Osprey Webcam Star Returns to Chesapeake
Meanwhile, Peregrine Falcons Barb & Boh Have Four Eggs & Great Blue Herons Nest on the Eastern Shore
Annapolis, MD – For the Chesapeake, the return of spring is marked by the return of one of our most iconic species, the osprey. This weekend, Tom returned to his Kent Island home provided by the Crazy Osprey Family, returning from his winter season, possibly in the Caribbean, Central America or South America. Viewers of the webcam made possible by the Crazy Osprey Family, explore.org, and Chesapeake Conservancy, are eagerly awaiting the return of his mate, Audrey. Shortly after Tom’s arrival at 7:56 p.m. on March 26, he began to rebuild the nest on the platform. Already sticks with ribbons tied on by the Crazy Osprey Family and left in their yard can be seen on the platform as the nest begins to take shape.
Millions of viewers tune into the Chesapeake Conservancy’s three wildlife webcams—osprey, peregrine falcon and great blue heron—streamed in partnership with explore.org, the world’s largest live camera network.
“It’s no doubt that 2020 was a difficult year for everyone. We heard time and time again that while spending more time at home to help stop the spread of COVID-19, our wildlife webcams brought a connection to nature and some joy. We hope the cams will bring that same sense in 2021,” Chesapeake Conservancy President and CEO Joel Dunn said. “In a time of new beginnings and a season noted for growth, these birds provide an example of how beautiful our natural world is and how important nature is to our mental, physical, and emotional wellbeing.”
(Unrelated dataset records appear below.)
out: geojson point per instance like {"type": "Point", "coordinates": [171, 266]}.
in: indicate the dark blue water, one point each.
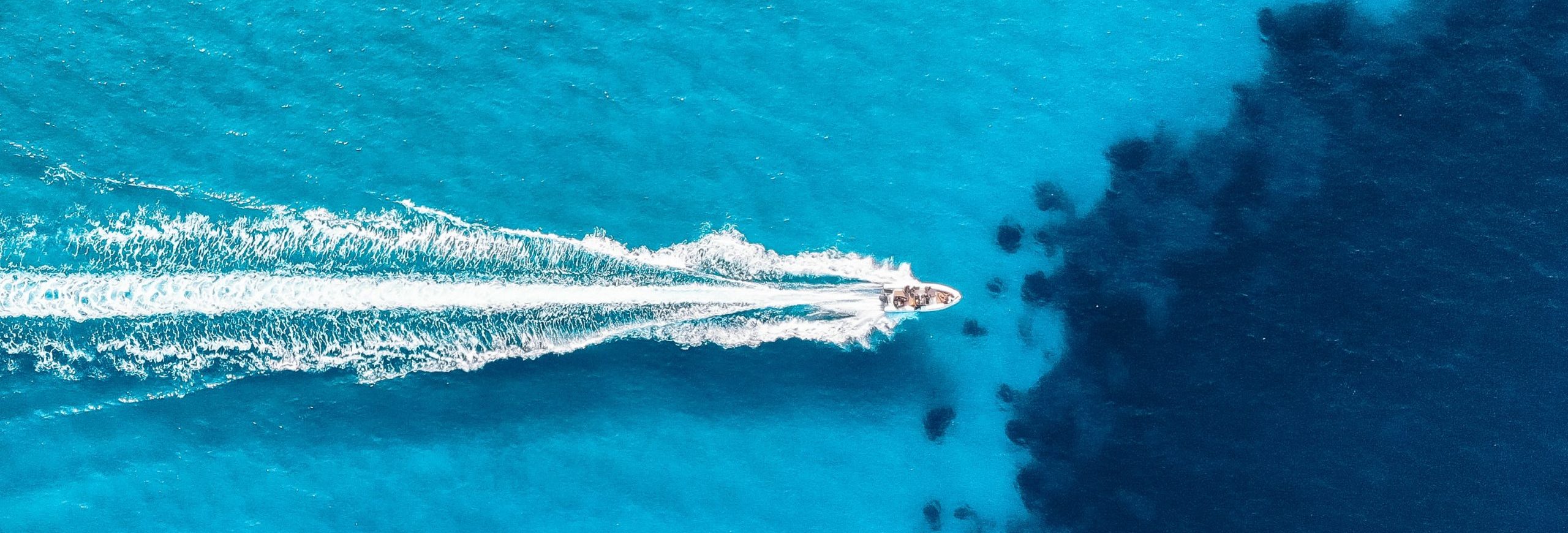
{"type": "Point", "coordinates": [1340, 312]}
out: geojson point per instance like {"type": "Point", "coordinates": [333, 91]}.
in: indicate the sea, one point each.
{"type": "Point", "coordinates": [548, 265]}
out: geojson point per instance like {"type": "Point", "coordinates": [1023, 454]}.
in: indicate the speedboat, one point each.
{"type": "Point", "coordinates": [918, 298]}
All three webcams can be accessed at: chesapeakeconservancy.org/explore/wildlife-webcams/
Great Blue Heron Cam: chesapeakeconservancy.org/heroncam
Osprey Cam: chesapeakeconservancy.org/ospreycam
Peregrine Falcon Cam: chesapeakeconservancy.org/falconcam
Peregrine Falcon Cam
Barb & Boh have started this season strong with four eggs to take care of at their scrape on a windowsill in downtown Baltimore, on the 33rd floor of the Transamerica building. Located at 100 Light Street, this building has served as a nesting site for peregrine falcons for over 35 years and has been a symbolic component in the species’ recovery. Barb laid her first egg on March 21.
Last season, Boh & Barb hatched three eyasses (falcon chicks), with all three successfully fledging in late summer. A fourth egg was nonviable.
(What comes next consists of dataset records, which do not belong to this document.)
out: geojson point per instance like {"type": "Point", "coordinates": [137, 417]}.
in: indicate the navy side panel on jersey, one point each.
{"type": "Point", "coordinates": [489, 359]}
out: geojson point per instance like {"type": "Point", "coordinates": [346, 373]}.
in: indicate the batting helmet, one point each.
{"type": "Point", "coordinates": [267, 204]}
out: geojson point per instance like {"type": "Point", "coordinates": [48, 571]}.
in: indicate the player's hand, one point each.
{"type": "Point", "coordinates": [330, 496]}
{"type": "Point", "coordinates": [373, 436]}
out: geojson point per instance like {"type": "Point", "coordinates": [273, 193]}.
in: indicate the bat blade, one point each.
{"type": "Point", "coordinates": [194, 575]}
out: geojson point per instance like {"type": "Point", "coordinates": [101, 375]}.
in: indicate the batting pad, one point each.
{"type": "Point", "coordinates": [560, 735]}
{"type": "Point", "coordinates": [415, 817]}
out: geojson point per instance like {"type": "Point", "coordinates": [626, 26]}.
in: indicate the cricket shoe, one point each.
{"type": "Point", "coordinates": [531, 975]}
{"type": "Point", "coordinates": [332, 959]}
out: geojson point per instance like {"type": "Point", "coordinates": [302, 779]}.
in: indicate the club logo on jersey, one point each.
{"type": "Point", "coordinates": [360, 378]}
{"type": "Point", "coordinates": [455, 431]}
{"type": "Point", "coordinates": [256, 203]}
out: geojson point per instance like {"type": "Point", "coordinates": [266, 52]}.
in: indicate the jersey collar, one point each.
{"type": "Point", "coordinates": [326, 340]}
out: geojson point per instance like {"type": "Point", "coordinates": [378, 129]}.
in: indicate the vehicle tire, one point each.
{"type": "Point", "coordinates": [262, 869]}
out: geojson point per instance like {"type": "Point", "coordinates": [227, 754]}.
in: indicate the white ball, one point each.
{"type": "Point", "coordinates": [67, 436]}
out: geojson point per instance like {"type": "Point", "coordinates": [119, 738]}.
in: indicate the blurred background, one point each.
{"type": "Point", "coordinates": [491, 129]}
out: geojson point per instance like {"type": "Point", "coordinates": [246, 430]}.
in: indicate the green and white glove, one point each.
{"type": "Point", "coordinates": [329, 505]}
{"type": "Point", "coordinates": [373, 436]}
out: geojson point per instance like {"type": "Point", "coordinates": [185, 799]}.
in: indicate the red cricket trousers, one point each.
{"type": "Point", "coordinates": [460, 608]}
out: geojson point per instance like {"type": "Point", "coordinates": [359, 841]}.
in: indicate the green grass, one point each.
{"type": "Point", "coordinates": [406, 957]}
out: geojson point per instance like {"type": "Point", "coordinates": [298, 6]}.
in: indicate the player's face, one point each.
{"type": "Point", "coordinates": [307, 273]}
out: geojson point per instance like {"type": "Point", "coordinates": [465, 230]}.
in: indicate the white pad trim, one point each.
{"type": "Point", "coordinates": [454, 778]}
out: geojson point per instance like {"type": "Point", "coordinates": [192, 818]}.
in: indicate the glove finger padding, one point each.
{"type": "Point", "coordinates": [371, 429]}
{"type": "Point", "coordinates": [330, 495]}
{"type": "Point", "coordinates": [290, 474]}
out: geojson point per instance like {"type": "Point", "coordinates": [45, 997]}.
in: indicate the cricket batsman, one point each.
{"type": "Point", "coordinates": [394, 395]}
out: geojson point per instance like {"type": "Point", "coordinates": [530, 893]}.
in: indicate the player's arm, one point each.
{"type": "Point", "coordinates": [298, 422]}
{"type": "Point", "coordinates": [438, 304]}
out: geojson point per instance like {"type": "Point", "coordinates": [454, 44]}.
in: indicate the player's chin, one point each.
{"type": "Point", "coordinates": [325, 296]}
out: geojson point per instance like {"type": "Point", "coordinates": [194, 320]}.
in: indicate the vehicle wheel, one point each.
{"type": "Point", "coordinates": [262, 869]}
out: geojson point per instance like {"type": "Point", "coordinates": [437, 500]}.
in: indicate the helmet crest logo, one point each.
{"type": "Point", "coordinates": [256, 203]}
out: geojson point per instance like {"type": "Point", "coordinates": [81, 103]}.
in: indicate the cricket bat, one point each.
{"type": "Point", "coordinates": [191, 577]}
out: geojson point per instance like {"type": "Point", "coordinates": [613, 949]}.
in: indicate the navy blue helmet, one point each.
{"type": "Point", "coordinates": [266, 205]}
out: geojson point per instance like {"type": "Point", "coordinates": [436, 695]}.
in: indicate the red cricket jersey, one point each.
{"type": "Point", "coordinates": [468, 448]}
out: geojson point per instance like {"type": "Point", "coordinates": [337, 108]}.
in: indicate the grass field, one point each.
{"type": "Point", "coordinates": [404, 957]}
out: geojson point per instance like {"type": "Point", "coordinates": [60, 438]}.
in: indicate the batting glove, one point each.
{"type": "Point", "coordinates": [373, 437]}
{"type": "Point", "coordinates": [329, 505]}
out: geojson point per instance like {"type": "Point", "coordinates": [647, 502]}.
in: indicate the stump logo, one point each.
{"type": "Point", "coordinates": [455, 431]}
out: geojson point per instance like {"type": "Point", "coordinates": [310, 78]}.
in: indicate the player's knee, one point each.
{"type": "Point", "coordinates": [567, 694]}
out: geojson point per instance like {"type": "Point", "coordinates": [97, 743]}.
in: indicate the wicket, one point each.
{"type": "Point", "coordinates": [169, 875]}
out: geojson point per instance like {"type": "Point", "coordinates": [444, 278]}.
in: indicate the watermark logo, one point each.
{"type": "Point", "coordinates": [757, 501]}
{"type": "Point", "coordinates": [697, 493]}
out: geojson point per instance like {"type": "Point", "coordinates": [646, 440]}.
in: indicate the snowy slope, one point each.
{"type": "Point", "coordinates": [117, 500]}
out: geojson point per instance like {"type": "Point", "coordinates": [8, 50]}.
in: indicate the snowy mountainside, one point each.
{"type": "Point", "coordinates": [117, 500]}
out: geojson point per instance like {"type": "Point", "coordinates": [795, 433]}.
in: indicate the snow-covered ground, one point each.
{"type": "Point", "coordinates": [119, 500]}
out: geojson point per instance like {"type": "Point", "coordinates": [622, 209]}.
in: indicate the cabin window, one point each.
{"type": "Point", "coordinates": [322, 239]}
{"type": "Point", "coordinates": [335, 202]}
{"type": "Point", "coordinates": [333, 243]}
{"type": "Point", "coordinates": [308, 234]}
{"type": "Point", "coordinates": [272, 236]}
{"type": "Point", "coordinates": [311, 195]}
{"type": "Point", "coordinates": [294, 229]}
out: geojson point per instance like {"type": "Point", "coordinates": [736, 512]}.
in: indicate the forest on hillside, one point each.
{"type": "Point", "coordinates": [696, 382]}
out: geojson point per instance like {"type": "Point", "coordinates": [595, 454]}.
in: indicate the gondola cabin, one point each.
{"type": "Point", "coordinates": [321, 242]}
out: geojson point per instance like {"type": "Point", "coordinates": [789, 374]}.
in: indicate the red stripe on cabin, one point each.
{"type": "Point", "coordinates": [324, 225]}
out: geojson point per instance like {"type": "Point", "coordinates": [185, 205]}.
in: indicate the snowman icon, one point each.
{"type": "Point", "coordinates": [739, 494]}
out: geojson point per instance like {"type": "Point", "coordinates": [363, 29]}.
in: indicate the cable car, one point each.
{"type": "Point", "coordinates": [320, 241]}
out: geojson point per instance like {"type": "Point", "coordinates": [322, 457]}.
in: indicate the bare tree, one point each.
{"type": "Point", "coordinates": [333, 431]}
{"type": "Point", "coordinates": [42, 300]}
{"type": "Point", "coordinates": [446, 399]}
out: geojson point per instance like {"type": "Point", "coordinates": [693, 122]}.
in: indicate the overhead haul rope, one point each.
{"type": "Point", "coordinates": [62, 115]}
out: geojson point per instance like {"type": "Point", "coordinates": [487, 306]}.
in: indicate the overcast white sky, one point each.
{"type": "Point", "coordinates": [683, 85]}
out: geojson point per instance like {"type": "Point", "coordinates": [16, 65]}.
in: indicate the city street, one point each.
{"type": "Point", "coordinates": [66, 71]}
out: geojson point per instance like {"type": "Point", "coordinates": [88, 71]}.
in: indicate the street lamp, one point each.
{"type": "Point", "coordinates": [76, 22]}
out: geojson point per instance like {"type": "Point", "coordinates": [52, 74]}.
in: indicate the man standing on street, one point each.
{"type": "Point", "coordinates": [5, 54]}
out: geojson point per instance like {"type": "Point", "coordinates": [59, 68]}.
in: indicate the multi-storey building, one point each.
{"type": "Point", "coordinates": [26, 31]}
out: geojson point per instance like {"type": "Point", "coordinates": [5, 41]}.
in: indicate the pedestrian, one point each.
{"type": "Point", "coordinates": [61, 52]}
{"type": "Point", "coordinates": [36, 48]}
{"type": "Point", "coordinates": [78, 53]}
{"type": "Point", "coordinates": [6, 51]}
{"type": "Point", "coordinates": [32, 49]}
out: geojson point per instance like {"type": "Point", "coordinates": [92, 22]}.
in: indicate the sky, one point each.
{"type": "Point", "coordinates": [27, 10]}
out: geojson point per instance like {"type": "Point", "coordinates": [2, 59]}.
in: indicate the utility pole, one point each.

In 2020, Audrey laid three eggs, but all three failed to hatch. Tom and Audrey took long absences from the nest, leaving their eggs susceptible to weather conditions and predators. Following the loss of their eggs, Tom & Audrey also had to fend off several visiting osprey for the rest of the season.
Great Blue Heron Cam
The great blue heron cam features a rookery on the Eastern Shore. The herons returned to their nests in late-February and early-March. The rookery is home to between 10 and 12 nests. The two featured herons from one of the nests are “Rell” and “Eddie.”
In 2020, Rell & Eddie laid four eggs which all successfully hatched. However, two of the older chicks killed the two younger chicks. This behavior is not unusual and may have occurred due to food competition. Despite this event, the rest of the season was uneventful, with the surviving two chicks fledging later in the summer.